Donald Trump Jr. has said that it's now Donald Trump's Republican Party and there’ll be plenty of challenges from those who differ with that view. Those primary wars will provide new opportunities and openings for Democrats way beyond the expected results in off-year elections. That is because Trump will force his endorsed candidates to lock down the base over and over, cede the center and seek to win through expanded turnout.

The better way for Republican candidates to win in 2022 in Pennsylvania, Iowa, North Carolina and Wisconsin would be to secure the base and compete for independent voters, mostly in the center. Trump's alternative approach is terrifying to Republican strategists because it denies the nation's demographic destiny, which helped yield 81 million votes for Joe Biden.

By relying almost entirely on the turnout from this base, Trump is betting on a segment (white males over 30) that is a smaller percentage of the voting population than it has been at any time in our nation's history. Biden, Harris and the Democrats have instead sought support from the multi-racial multi-ethnic society that we have already become and from the electoral emergence of 18-to-30-year old’s. This all underscores why Republicans are working so hard to suppress new registrations and the voting of non-white populations.
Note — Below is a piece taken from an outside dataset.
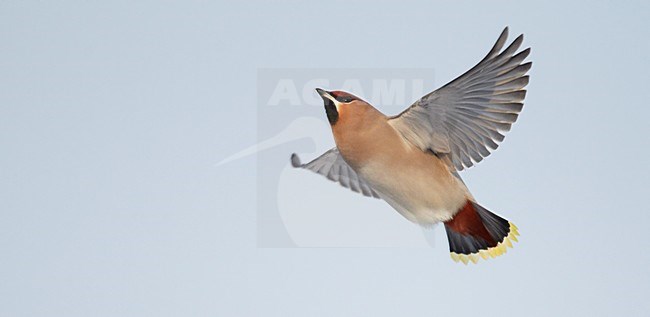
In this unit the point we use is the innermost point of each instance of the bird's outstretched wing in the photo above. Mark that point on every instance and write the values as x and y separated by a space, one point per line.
464 118
332 166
As these scenes unfold Trump resistors should not take diverse voters for granted. For their part Biden and Harris would never do such a thing. In the last 10 weeks our political situation has improved greatly. Let's keep moving in the right direction by doing these three things:

1) Support Targeted Organizing
There are separate powerful political advocacy organizations intensively focused on African-American, Asian American and Latino populations. Now, rather than November 22 is prime time to make certain these organizations are strong, and that the Democratic agenda is responsive to them. Don't wait to support the Asian American Advocacy Fund, Mi Familia Vota, and Stacy Abrams Fair Fight.

2) 
Thank Doug Ducey
On Election night early returns from Arizona sustained us, showing us our first path to 268 electoral votes. From that night until Arizona electoral votes were certified,, Republican Governor Doug Ducey withstood enormous pressure from Donald Trump and stood tall for election Integrity. Please write to thank him engage@az.gov.

3) 
Renew Your Campaign Committee Connection 
We will all need our independent campaign organizations sooner than we think. There would have been no presidential victory on November 3rd and no Georgia Senate sweep on January 5th without millions of calls, texts, postcards door-knocks, and dollars generated by independent organizations. It's time for us to re-enroll and hear what's next on the to-do list.

Wednesday, January 6th could mark a turning point for America. Let's go out and make it so.